Antibody

ilustrasi

Oleh . Ahmad Sarwat,Lc.,MA

Zat antibody adalah pasukan khusus pertahanan tubuh yang tugasnya mematahkan segala unsur yang masuk dan ingin merusak tubuh.

Pasukan ini mungkin di awalnya agak kelimpungan menghadapi musuh jenis baru. Jadi butuh waktu tertentu untuk mengenali musuh, baik kelebihan dan kekurangannya.

Apabila kelemahan musuh sudah diketahui, maka zat antibody akan dengan mudah mengalahkan si perusuh hanya dengan sekali gebuk. Tidak perlu kucing-kucingan lagi menghadapi musuh.

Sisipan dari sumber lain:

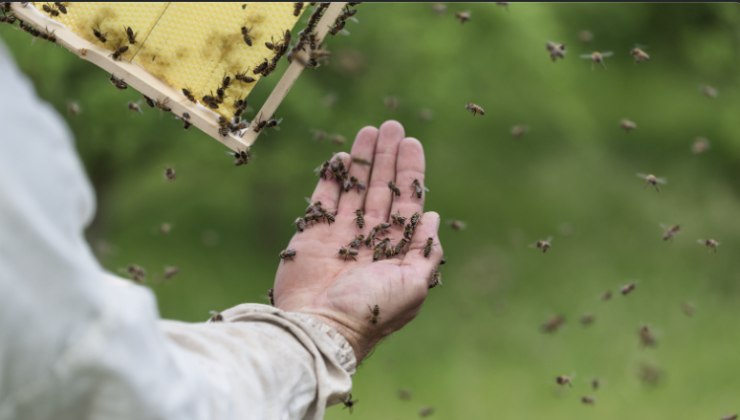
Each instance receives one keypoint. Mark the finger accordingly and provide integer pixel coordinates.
(363, 150)
(378, 200)
(328, 190)
(409, 168)
(415, 259)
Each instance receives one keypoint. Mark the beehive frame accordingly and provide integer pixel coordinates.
(151, 86)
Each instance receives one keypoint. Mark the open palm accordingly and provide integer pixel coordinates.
(364, 299)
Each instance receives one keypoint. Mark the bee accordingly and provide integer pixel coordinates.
(297, 7)
(426, 411)
(169, 174)
(349, 402)
(627, 125)
(428, 247)
(518, 131)
(475, 109)
(119, 83)
(242, 77)
(670, 231)
(188, 94)
(597, 57)
(245, 35)
(374, 314)
(118, 52)
(50, 10)
(170, 271)
(709, 243)
(543, 244)
(216, 316)
(359, 218)
(556, 50)
(436, 278)
(241, 157)
(563, 380)
(347, 253)
(553, 324)
(587, 319)
(628, 288)
(394, 189)
(99, 35)
(653, 180)
(647, 339)
(131, 35)
(456, 225)
(134, 106)
(639, 55)
(137, 273)
(709, 91)
(287, 254)
(417, 189)
(463, 16)
(700, 145)
(397, 219)
(357, 242)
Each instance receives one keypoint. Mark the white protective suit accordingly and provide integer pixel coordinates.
(78, 343)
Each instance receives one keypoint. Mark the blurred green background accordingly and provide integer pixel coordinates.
(476, 350)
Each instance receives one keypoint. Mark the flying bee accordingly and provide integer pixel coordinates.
(99, 35)
(348, 253)
(188, 94)
(563, 380)
(670, 231)
(349, 402)
(357, 242)
(374, 313)
(628, 288)
(134, 106)
(394, 189)
(216, 316)
(245, 35)
(50, 10)
(647, 339)
(700, 145)
(709, 243)
(169, 174)
(297, 7)
(287, 254)
(463, 16)
(428, 247)
(119, 51)
(553, 324)
(597, 57)
(397, 219)
(131, 35)
(639, 55)
(119, 83)
(627, 125)
(543, 244)
(241, 157)
(653, 180)
(360, 218)
(457, 225)
(475, 109)
(556, 50)
(417, 189)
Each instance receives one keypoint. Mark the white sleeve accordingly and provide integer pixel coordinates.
(73, 345)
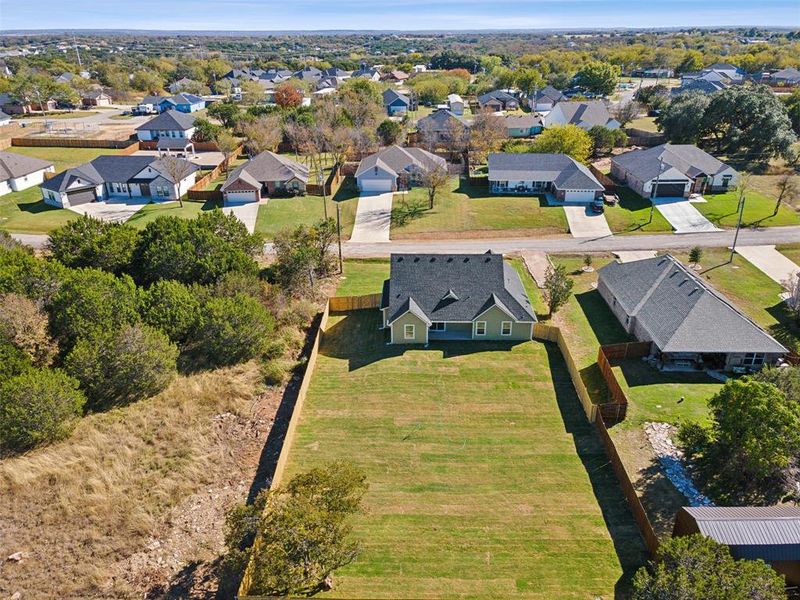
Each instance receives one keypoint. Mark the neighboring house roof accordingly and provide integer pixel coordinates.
(395, 160)
(686, 158)
(680, 312)
(767, 532)
(585, 114)
(170, 120)
(267, 166)
(564, 171)
(17, 165)
(454, 287)
(117, 169)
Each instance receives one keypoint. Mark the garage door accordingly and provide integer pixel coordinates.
(376, 185)
(81, 197)
(670, 190)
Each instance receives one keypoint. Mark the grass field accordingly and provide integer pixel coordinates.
(462, 208)
(486, 480)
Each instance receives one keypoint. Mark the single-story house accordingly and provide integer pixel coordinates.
(583, 114)
(673, 171)
(522, 126)
(396, 103)
(171, 123)
(120, 177)
(689, 324)
(96, 98)
(545, 99)
(267, 174)
(19, 172)
(498, 100)
(769, 533)
(454, 297)
(560, 175)
(456, 104)
(395, 168)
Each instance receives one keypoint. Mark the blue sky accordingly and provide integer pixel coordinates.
(405, 14)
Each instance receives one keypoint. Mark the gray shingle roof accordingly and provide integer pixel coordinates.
(564, 171)
(18, 165)
(428, 282)
(686, 158)
(267, 166)
(170, 120)
(680, 312)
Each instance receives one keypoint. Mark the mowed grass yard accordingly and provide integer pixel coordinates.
(486, 480)
(463, 210)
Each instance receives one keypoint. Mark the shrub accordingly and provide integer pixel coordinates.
(91, 303)
(38, 406)
(24, 324)
(173, 308)
(89, 242)
(233, 329)
(124, 366)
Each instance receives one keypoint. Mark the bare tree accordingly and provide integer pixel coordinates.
(177, 169)
(788, 191)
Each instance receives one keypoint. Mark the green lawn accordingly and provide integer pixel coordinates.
(486, 480)
(280, 213)
(462, 208)
(758, 208)
(26, 212)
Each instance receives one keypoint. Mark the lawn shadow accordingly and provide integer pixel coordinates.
(628, 543)
(358, 338)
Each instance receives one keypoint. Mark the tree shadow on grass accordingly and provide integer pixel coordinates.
(628, 543)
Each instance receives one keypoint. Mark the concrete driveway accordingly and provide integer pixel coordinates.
(113, 211)
(774, 264)
(684, 217)
(373, 218)
(246, 212)
(585, 223)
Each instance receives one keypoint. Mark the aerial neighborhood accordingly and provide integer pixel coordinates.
(493, 314)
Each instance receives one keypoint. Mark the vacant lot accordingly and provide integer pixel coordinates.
(485, 478)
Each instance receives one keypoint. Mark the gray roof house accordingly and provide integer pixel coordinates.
(133, 178)
(673, 171)
(558, 175)
(769, 533)
(455, 297)
(267, 174)
(583, 114)
(19, 172)
(689, 324)
(394, 168)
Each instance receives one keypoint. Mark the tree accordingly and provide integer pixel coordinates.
(698, 568)
(564, 139)
(753, 435)
(25, 326)
(433, 179)
(304, 530)
(788, 191)
(90, 242)
(598, 77)
(37, 407)
(557, 288)
(389, 132)
(232, 330)
(119, 367)
(288, 96)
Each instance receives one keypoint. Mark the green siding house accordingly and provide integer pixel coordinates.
(455, 297)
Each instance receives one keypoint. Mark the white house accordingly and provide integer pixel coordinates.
(18, 172)
(120, 177)
(170, 123)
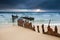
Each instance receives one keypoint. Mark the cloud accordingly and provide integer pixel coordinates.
(30, 4)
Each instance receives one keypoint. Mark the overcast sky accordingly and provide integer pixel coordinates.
(30, 4)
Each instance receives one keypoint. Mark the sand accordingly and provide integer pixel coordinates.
(14, 32)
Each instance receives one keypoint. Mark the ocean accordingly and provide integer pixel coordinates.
(39, 18)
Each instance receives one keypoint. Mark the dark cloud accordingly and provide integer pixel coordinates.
(30, 4)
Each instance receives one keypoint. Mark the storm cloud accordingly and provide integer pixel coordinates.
(30, 4)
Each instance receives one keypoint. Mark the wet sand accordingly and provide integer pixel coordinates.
(14, 32)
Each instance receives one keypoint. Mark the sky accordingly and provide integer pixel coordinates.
(30, 4)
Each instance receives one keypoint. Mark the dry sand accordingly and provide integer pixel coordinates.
(14, 32)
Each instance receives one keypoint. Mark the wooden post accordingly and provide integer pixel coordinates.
(56, 30)
(43, 28)
(33, 28)
(38, 29)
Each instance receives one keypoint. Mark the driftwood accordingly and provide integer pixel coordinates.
(20, 22)
(14, 17)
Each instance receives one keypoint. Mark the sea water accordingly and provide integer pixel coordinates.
(39, 18)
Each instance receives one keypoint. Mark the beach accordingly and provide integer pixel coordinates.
(14, 32)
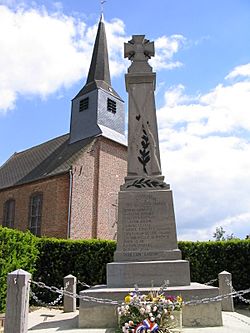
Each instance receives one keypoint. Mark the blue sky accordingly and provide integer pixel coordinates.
(203, 91)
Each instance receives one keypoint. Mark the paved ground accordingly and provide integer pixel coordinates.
(45, 320)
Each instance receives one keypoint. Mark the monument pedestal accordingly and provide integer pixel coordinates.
(128, 274)
(100, 315)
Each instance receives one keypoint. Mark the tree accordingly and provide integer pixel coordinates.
(219, 234)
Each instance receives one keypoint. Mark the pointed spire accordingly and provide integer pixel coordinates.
(99, 68)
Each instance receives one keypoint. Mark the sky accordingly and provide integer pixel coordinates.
(202, 94)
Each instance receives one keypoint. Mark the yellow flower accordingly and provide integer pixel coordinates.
(179, 299)
(127, 299)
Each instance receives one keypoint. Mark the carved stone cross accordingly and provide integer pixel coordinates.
(139, 48)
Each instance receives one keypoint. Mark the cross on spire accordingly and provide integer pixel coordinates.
(139, 49)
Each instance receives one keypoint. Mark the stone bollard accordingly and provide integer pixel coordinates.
(17, 307)
(225, 287)
(69, 303)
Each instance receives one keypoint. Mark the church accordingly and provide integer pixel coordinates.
(67, 187)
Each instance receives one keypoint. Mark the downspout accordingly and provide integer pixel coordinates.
(70, 202)
(96, 192)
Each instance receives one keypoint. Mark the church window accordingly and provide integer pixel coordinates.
(35, 213)
(111, 105)
(9, 213)
(84, 104)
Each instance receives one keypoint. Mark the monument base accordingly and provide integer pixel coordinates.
(127, 274)
(101, 315)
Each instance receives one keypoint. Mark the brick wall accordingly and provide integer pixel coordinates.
(83, 192)
(112, 170)
(97, 175)
(55, 205)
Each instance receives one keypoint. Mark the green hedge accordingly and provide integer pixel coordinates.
(49, 260)
(85, 259)
(17, 250)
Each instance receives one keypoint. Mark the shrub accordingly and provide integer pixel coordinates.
(17, 250)
(85, 259)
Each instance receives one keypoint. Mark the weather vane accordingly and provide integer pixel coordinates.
(102, 2)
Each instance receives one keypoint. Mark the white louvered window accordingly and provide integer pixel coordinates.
(35, 213)
(84, 104)
(111, 105)
(9, 213)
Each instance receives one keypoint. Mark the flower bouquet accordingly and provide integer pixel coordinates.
(153, 312)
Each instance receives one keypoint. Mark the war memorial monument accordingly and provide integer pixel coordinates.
(147, 251)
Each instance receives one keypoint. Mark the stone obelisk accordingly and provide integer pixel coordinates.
(147, 250)
(146, 232)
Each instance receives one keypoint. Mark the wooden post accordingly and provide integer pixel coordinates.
(17, 310)
(69, 303)
(225, 287)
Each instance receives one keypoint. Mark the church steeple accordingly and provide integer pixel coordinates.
(99, 67)
(97, 109)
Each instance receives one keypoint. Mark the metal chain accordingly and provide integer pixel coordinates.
(229, 283)
(242, 320)
(74, 295)
(110, 301)
(52, 303)
(39, 302)
(83, 284)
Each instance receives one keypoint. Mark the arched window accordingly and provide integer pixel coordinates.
(9, 213)
(35, 213)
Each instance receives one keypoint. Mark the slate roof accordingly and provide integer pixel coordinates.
(99, 74)
(47, 159)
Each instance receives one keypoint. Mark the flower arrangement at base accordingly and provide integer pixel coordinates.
(154, 312)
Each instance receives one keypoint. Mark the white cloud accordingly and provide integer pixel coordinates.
(205, 155)
(166, 47)
(43, 52)
(243, 70)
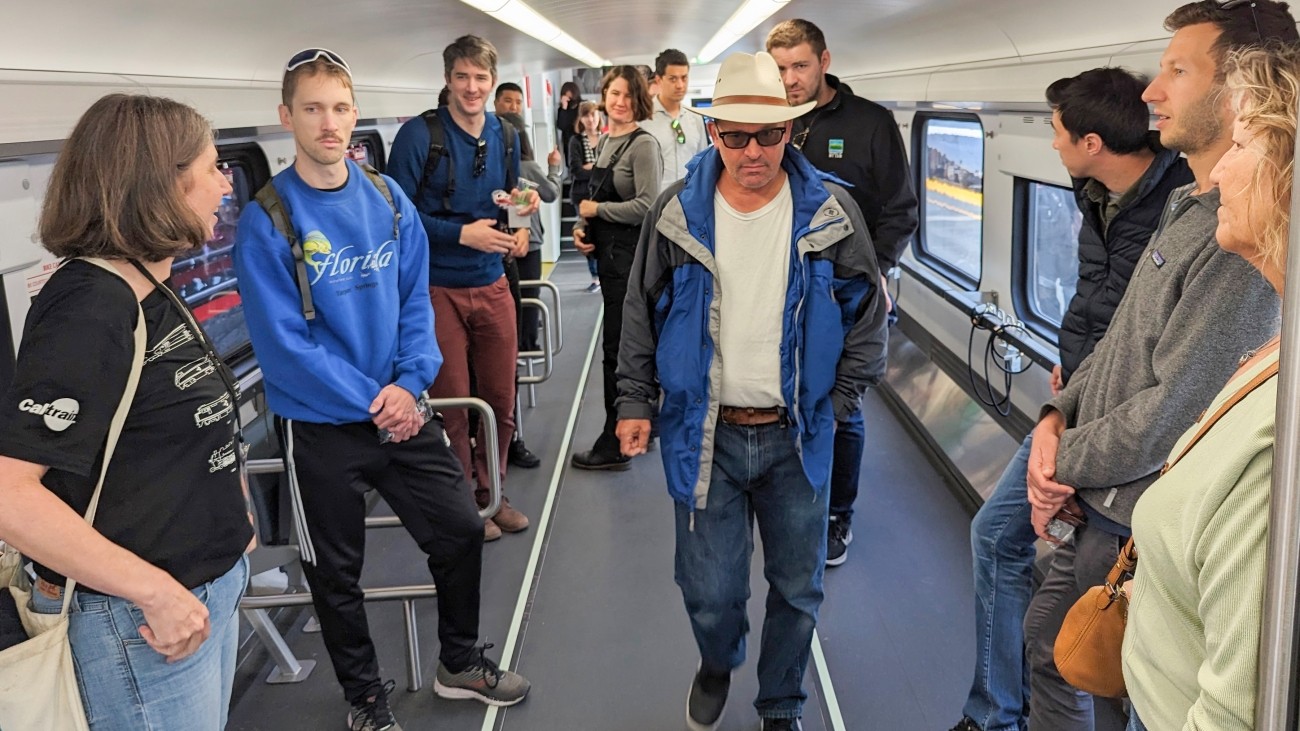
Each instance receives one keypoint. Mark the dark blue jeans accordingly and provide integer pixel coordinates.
(1002, 550)
(849, 442)
(757, 474)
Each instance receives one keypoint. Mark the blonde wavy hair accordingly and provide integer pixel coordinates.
(1264, 86)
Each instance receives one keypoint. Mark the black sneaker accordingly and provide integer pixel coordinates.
(520, 457)
(839, 535)
(707, 700)
(593, 459)
(372, 713)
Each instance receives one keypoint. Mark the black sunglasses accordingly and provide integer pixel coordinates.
(1231, 4)
(308, 55)
(481, 158)
(740, 139)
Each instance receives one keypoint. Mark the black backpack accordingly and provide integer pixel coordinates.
(282, 219)
(438, 150)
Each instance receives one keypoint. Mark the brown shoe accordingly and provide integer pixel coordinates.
(510, 519)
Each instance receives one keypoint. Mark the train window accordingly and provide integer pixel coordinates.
(950, 169)
(1047, 252)
(206, 279)
(367, 148)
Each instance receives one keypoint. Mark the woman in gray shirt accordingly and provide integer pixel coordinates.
(624, 184)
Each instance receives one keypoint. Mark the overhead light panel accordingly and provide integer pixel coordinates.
(742, 21)
(527, 20)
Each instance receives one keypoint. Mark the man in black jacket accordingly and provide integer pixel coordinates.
(1122, 177)
(858, 142)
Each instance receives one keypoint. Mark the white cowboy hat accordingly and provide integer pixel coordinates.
(750, 91)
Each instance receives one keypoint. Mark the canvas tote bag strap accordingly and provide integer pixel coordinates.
(115, 428)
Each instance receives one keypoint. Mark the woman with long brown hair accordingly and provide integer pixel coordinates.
(154, 623)
(624, 184)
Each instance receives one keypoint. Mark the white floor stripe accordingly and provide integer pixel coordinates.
(507, 652)
(823, 673)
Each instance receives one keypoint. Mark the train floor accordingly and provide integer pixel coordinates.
(584, 602)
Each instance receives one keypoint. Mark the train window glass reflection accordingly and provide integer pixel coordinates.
(950, 167)
(1051, 251)
(206, 279)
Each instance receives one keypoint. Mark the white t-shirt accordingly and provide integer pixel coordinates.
(753, 252)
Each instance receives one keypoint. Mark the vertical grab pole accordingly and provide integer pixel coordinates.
(1275, 697)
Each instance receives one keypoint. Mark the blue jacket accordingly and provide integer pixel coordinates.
(450, 263)
(832, 334)
(373, 320)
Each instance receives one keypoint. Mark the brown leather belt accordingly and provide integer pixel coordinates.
(753, 416)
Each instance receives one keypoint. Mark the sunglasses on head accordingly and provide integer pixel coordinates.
(308, 55)
(480, 158)
(1231, 4)
(733, 139)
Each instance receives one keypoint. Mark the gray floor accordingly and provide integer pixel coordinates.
(605, 639)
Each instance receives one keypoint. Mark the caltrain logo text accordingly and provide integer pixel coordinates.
(59, 414)
(338, 263)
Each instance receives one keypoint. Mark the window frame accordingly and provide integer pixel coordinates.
(921, 122)
(1021, 299)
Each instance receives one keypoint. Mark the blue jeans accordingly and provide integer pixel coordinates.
(845, 471)
(1002, 550)
(126, 684)
(755, 474)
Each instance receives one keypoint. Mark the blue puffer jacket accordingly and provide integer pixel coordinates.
(832, 331)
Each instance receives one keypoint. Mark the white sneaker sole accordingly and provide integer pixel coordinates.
(467, 695)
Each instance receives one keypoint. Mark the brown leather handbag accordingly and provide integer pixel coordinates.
(1088, 647)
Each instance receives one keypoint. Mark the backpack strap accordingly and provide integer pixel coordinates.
(438, 148)
(510, 137)
(281, 217)
(437, 151)
(377, 181)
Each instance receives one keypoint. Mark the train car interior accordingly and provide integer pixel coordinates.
(584, 601)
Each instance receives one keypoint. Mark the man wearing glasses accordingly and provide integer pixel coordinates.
(342, 377)
(859, 142)
(451, 184)
(758, 344)
(680, 135)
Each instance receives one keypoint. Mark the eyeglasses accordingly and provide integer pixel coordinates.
(1231, 4)
(481, 158)
(676, 128)
(740, 139)
(308, 55)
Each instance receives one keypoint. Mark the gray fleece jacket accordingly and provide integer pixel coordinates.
(1190, 312)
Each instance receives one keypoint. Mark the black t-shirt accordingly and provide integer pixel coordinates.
(172, 494)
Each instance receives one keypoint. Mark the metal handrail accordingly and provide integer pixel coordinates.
(546, 353)
(555, 299)
(1278, 654)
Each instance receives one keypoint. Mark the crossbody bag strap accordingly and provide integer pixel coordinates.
(1127, 559)
(1218, 412)
(115, 427)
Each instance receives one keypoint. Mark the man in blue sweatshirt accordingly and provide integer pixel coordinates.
(471, 297)
(345, 384)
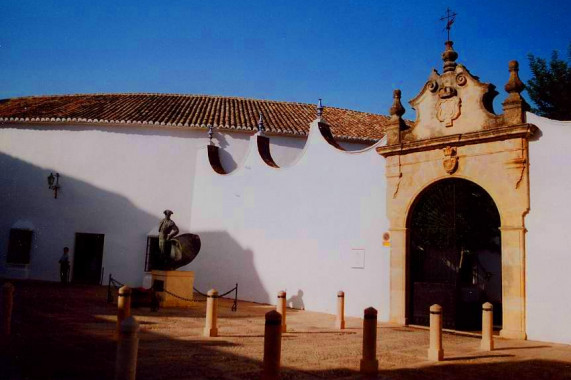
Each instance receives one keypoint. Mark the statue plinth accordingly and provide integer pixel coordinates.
(176, 282)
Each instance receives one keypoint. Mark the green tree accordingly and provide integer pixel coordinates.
(550, 86)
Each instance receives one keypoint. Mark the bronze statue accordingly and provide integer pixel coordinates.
(174, 251)
(167, 230)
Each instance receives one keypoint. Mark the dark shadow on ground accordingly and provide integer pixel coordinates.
(61, 333)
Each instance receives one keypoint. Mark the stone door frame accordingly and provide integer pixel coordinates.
(494, 160)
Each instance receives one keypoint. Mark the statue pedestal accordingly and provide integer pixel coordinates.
(175, 282)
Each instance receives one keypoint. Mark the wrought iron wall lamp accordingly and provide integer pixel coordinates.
(53, 183)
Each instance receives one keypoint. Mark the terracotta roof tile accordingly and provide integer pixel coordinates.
(197, 111)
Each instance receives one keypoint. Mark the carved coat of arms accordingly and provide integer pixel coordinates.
(450, 161)
(448, 110)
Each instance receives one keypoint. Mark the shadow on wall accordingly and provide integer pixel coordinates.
(80, 207)
(223, 262)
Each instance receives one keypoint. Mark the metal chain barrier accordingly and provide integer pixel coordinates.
(116, 285)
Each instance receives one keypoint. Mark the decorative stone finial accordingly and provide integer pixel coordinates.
(449, 57)
(210, 133)
(397, 109)
(319, 109)
(261, 128)
(515, 105)
(514, 83)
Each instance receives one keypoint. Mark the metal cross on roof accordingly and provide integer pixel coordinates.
(450, 17)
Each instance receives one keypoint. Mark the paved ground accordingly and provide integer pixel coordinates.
(67, 333)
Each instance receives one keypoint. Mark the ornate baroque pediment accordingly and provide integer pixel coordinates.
(454, 102)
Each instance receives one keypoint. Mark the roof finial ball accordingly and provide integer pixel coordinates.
(261, 127)
(319, 109)
(210, 134)
(396, 110)
(515, 105)
(449, 57)
(514, 83)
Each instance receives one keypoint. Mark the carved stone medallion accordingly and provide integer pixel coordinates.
(450, 161)
(448, 110)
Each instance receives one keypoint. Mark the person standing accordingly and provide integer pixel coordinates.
(64, 266)
(167, 230)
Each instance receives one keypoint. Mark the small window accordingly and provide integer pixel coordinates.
(19, 246)
(152, 253)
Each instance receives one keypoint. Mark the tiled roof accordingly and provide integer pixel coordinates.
(194, 111)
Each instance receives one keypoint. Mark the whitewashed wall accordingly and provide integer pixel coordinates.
(548, 236)
(115, 180)
(295, 228)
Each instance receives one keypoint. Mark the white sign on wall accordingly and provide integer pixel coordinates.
(358, 258)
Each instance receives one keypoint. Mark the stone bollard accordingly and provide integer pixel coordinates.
(281, 307)
(340, 320)
(435, 352)
(127, 348)
(123, 305)
(487, 327)
(272, 345)
(211, 328)
(369, 362)
(7, 304)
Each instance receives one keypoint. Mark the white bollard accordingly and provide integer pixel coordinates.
(211, 328)
(127, 349)
(272, 345)
(340, 320)
(123, 305)
(435, 352)
(281, 308)
(7, 305)
(487, 327)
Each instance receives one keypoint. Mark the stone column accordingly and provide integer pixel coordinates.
(211, 327)
(123, 305)
(369, 363)
(7, 305)
(127, 349)
(487, 327)
(340, 320)
(281, 308)
(513, 282)
(398, 276)
(272, 345)
(435, 352)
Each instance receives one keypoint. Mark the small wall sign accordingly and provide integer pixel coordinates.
(387, 239)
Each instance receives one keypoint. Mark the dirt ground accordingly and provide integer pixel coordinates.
(67, 333)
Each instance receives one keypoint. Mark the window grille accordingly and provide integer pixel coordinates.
(19, 246)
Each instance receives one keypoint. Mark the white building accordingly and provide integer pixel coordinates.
(310, 211)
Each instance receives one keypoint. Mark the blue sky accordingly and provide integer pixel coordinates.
(350, 53)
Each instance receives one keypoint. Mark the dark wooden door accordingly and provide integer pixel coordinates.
(87, 258)
(452, 223)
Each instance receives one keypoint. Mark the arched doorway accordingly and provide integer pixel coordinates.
(454, 254)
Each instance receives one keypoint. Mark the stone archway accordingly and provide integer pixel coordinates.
(454, 254)
(456, 134)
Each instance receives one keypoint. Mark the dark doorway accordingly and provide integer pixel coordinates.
(454, 255)
(87, 258)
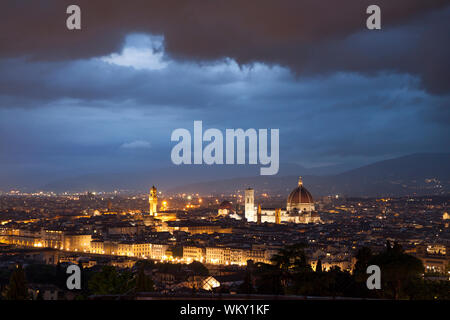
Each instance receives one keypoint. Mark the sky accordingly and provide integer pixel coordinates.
(106, 98)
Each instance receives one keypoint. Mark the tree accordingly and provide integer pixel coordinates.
(247, 286)
(144, 283)
(17, 288)
(319, 266)
(198, 268)
(109, 281)
(292, 258)
(398, 270)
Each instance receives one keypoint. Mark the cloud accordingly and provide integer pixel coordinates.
(138, 144)
(307, 36)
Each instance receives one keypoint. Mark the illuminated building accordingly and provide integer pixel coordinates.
(153, 202)
(299, 208)
(193, 253)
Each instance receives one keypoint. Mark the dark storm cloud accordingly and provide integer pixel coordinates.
(308, 36)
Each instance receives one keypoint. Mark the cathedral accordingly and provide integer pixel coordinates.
(299, 208)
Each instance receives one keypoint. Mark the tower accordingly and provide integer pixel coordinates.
(153, 201)
(250, 213)
(258, 215)
(277, 216)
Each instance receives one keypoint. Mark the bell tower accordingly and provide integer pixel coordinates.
(250, 213)
(153, 201)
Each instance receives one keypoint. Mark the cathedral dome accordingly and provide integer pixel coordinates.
(300, 200)
(226, 205)
(300, 195)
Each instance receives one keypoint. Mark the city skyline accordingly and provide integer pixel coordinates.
(87, 102)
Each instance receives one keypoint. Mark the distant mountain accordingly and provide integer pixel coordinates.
(170, 177)
(420, 174)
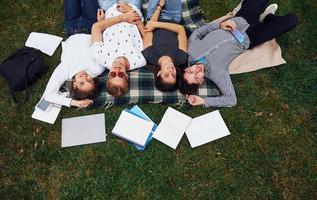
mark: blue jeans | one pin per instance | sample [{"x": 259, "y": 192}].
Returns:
[
  {"x": 172, "y": 10},
  {"x": 106, "y": 4},
  {"x": 80, "y": 15}
]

Informasi tentang kelemahan musuh inilah yang harus diajarkan kepada pasukan zat antibody. Caranya adalah dengan memasukan informasi lengkap itu ke dalam tubuh penderita, biar segera dikenali oleh zat antibody secara kilat. Tidak perlu berkelahi panjang lebar dulu, yang resikonya bisa menang bisa kalah.

Memasukkan informasi kelemahan si perusuh inilah adalah konsep yang sama sekali baru di dunia kedokteran. Disebut dengan imunisasi atau vaksinasi. Ini adalah satu dari tiga revolusi besar dunia kedokteran di abad modern, selain anti biotik dan anestesi.

Al-Quran dan Sunnah sejak 15 abad lalu sudah memerintahkan kita untuk melakukan penelitian terus tanpa henti, atas segala gejala dan fenomena alam semesta. Kita disuruh menembus penjuru langit dan bumi kalau perlu.

Di suatu kurun tertentu, mungkin saja teknik penyembuhan masih begitu kuno dan tradisional. Termasuk di masa kenabian Muhammad SAW abad ke-7 masehi, hadits-hadits nabawi terkait dengan teknik penyembuhan di masa itu masih terdokumentasikan hingga hari ini. Fungsinya sebagai catatan sejarah yang berharga.

Sebagaimana juga hadits terkait jadulnya alat transportasi, alat industri, alat pertanian, alat peternakan, dan alat-alat rumah tangga di masa itu. Kita meyakini bahwa semua itu bukan bagian dari tujuan syariat yang mengunci-mati kita harus mempertahankan pemakaian alat-alat bagian sejarah.

Begitu juga dengan alat-alat penyembuhan di masa itu, tentunya syariat Islam tidak mengikat kita dengan pengobatan 15 abad yang lalu. Karena jenis penyakitnya juga sudah jauh berbeda.

Boleh jadi penyakit yang beredar di masa itu sudah tidak ada lagi di masa sekarang. Sebaliknya, penyakit di masa sekarang ini membutuhkan penyembuhan yang sesuai dengan zamannya.

Maka berbahagilah kita ketika penyakit yang adanya di zaman sekarang, ternyata bisa disembuhkan lewat teknologi kedokteran yang sesuai dengan zamannya.

Bukannya malah memusuhi sambil memisuhi.